Battered by COVID-19, gym owners stare down extended closures

Costly gym equipment that is difficult to maintain will continue to go unused as sports venues remain shut. (Photo: Amjad Al-Tawil/Jordan News)
Costly gym equipment that is difficult to maintain will continue to go unused as sports venues remain shut. (Photo: Amjad Al-Tawil/Jordan News)
AMMAN — The government’s Tuesday announcement regarding the extension of gym and sports center closures will likely exacerbate financial and other losses, which many gym owners believe may already be irreversible.اضافة اعلان

Official figures from the Jordanian Olympic Committee list 45 sports federations, centers, and academies across the Kingdom that provide livelihood to around 20,000 athletes and a total of 37,000 employees. Of those 37,000, 40 percent work at sports centers, twenty-seven percent work at sports clubs, 16 percent are coaches or trainers, 8 percent work at academies, 7 percent are professional athletes, and 2 percent work at federations. Most of those employees were affected by the closures in one way or another.

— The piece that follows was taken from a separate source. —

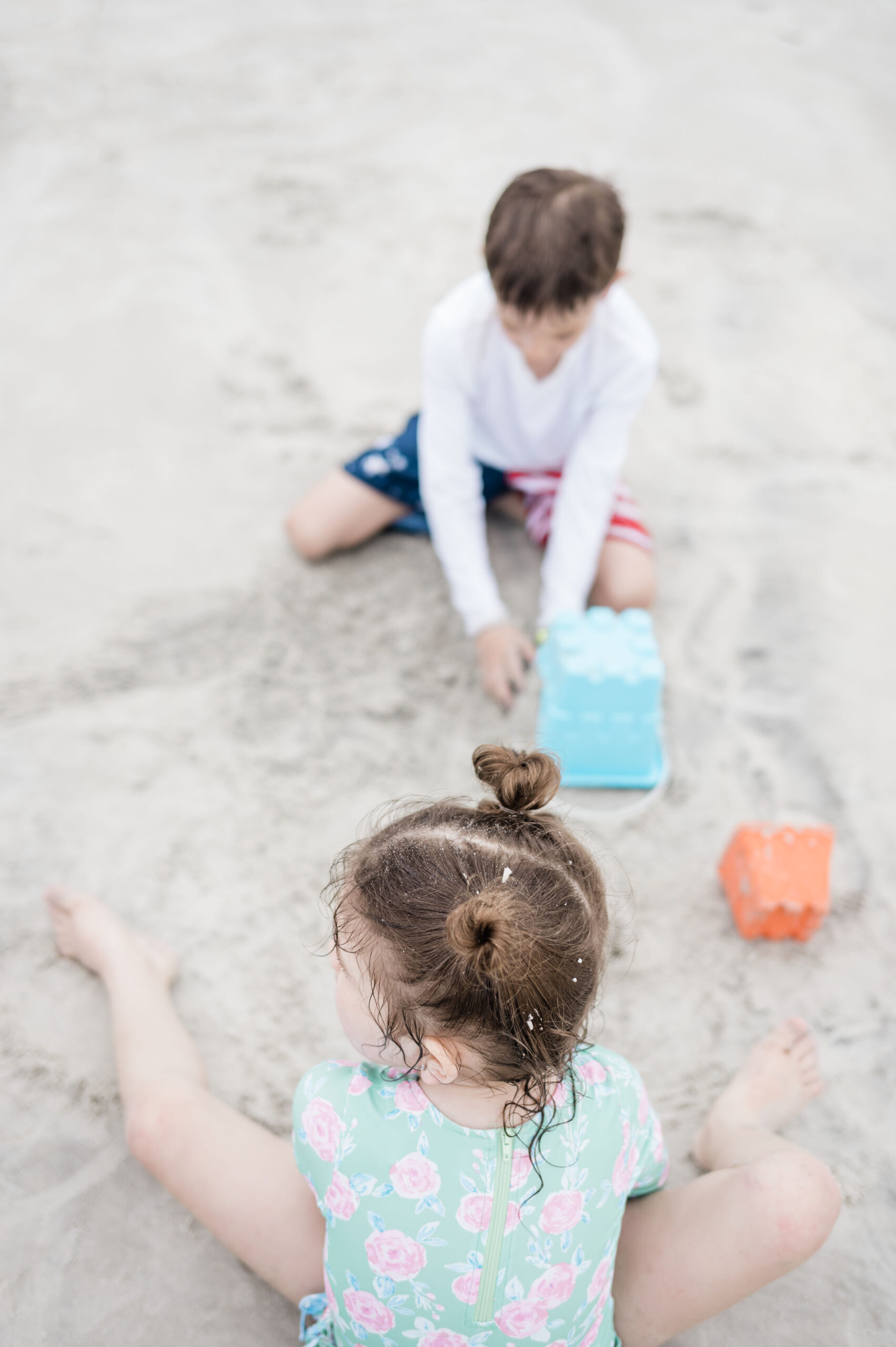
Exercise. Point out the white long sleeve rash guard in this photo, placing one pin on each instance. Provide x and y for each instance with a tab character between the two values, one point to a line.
483	405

 But the losses incurred were more than just financial.

“The pandemic has led to a drop in national athletes’ performance,” national taekwondo-jitsu coach, Mayzar Al-Qaisi, said. “Most clubs and centers have also endured massive financial losses amounting to more than JD7 million since the start of the pandemic.”

Gym owners have also been burdened with the mounting costs of maintaining equipment that has gone untouched for months on end. 

“Sports equipment must be used for at least two hours every day to prevent rust and calcification,” local gym owner, Firas Abu Amoud said.

“This profession, however, has become undesirable and no longer provides a stable source of income, which is why some trainers have started to abandon it in favor of work in other fields to make ends meet.”

Last October, the government issued a decision that allowed gym owners to borrow from banks under conditions that offered low interest rates and extended grace periods. But to many, this decision was a less-than-ideal solution.

“I could not make use of these mitigation programs because I have payment problems with one of the banks as the result of an JD8,000 loan that I took out to buy equipment. Today, I face imprisonment, but I have resorted to working as a taxi driver and selling homemade sweets to pay my monthly installment of JD180,” said Zarqa-based gym owner, Mohammad Khalifeh.

Workers in the sports sector told Jordan News that believe they are not far from the unemployment line, with many of their gyms at risk of permanent closure or sale to pay off debts.

“I borrowed JD1,500 from an SME fund under my wife’s name to replace the (gym’s) flooring but needed more money to renovate the sanitary facilities and had to sell the last of my wife’s gold, worth around JD700, hoping to compensate her with the value of subscriptions and private kickboxing classes,” Khalifeh said. “But today, I consider myself the victim of these irresponsible decisions and cannot pay my monthly installment of JD84 — my wife and I might go to prison.”

Even if their establishments were to open soon, gym owners will still find themselves face to face with difficult decisions they will have to make in hopes of restoring at least some of what they have lost.